Mais cedo nesta sexta-feira, você leu aqui no Canaltech que o Google e a Salesforce estariam inclinados a adquirir a empresa, e logo depois desta notícia, veio outra: parece que agora é a vez da Microsoft (e da Verizon, operadora de telecom dos EUA) mostrarem interesse. Quem deu a deixa foi o pessoal do TechCrunch, mas a própria gigante do software desconversou, quando um de seus porta-vozes revelou que a empresa não tem "nada a declarar" no momento — supresa nenhuma, visto que nenhuma gigante da tecnologia costuma comentar especulações antes do fato consumado.

De sobremaneira, mesmo que a vontade da Microsoft de adquirir o Twitter seja algo incerto, várias teorias comprovam que sim, a coisa toda pode ocorrer, e muito mais breve do que pensamos: ao comprar a rede social, a gigante poderia integrá-la a outros de seus já conhecidos serviços, como o Skype ou o LinkedIn. Isso sem contar o Bing, que já está integrado à plataforma com sua ferramenta de tradução.

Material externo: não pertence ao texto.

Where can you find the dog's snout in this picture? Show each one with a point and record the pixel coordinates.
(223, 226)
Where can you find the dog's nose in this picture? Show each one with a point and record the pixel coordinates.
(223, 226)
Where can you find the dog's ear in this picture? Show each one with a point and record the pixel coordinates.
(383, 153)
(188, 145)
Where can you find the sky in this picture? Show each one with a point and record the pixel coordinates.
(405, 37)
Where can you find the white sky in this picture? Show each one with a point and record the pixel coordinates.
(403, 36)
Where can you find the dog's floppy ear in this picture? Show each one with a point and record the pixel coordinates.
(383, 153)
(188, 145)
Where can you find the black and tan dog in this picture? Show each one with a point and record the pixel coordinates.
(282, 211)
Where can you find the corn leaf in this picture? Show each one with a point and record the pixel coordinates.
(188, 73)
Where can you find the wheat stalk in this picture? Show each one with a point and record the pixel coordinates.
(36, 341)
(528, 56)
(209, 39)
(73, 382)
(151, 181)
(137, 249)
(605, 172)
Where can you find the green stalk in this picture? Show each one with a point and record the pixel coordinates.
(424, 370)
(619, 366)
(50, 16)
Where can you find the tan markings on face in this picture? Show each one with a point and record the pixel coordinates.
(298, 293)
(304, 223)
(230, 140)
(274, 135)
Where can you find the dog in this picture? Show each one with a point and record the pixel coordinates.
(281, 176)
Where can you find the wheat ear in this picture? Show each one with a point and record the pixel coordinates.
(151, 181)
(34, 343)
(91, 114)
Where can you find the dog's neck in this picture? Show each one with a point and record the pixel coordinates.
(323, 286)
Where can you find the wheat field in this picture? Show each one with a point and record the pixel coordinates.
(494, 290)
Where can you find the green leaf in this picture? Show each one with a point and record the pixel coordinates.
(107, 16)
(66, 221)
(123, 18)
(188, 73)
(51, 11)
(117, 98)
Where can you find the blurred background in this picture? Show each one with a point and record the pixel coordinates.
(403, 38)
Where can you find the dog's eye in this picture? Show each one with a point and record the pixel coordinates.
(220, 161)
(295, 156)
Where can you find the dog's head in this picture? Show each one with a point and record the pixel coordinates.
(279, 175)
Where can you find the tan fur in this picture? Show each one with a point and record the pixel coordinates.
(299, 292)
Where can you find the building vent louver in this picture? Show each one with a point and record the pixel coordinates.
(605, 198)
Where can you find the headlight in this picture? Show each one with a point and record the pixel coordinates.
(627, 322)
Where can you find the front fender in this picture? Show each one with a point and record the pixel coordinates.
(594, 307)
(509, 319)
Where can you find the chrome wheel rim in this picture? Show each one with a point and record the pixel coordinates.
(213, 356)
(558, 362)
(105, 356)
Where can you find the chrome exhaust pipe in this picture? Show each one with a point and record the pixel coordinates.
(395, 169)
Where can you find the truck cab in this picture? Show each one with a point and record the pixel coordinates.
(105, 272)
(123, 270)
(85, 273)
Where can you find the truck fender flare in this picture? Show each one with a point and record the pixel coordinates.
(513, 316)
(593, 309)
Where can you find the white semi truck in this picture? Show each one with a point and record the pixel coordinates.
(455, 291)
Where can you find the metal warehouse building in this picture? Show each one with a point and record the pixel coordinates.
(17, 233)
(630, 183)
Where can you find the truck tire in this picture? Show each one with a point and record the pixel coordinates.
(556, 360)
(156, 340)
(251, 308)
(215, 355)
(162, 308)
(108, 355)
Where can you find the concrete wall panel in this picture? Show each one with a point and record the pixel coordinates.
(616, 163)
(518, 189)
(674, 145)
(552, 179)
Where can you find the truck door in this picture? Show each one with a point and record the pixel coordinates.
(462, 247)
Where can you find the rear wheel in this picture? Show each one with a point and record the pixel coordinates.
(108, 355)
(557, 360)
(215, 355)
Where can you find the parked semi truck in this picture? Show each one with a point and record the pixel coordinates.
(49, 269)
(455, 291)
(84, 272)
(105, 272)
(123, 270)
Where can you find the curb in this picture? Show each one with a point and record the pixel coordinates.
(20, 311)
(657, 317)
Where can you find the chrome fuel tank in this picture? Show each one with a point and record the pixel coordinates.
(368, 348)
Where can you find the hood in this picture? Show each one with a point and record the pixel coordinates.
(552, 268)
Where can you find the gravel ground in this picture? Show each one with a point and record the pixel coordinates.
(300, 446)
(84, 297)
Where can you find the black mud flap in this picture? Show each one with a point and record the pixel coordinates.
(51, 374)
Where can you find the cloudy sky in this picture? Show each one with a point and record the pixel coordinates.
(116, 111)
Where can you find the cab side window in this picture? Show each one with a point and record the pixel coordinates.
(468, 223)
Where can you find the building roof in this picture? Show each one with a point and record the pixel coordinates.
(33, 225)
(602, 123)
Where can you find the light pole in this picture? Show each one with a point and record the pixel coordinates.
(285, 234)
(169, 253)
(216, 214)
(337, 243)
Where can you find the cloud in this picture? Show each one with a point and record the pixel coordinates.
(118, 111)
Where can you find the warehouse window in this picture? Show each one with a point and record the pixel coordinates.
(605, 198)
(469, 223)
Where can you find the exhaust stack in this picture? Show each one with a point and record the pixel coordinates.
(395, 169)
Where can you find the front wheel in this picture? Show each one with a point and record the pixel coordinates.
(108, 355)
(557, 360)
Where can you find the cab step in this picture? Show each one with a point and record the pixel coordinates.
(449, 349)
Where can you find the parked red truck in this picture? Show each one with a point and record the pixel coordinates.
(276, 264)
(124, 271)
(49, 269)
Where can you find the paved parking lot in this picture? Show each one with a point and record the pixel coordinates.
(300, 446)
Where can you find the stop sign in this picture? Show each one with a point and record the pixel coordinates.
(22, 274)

A compra do LinkedIn, aliás, foi recente e a companhia desembolsou US$ 27,2 bilhões na aquisição. O Twitter, em contrapartida, custaria aos cofres da empresa no mínimo US$ 30 bilhões, segundo o Recode — um valor bem acima do estimado no mercado, que seria de apenas US$ 18 bilhões. Supervalorizar-se assim é um risco que o Twitter corre, uma vez que pode acabar órfão de compradores.

Mas, levando em consideração que a rede social do Google nunca rendeu os frutos desejados e que a Microsoft conta apenas com o Skype como plataforma de comunicação conhecida pelas massas, pode ser que a manobra do Twitter valha o risco, levando pelo lado das interações e compartilhamentos entre usuários do mundo inteiro, claro. Afinal, se formos pensar neste aspecto em específico, em terra de Google+ e LinkedIn, quem tem um passarinho é rei.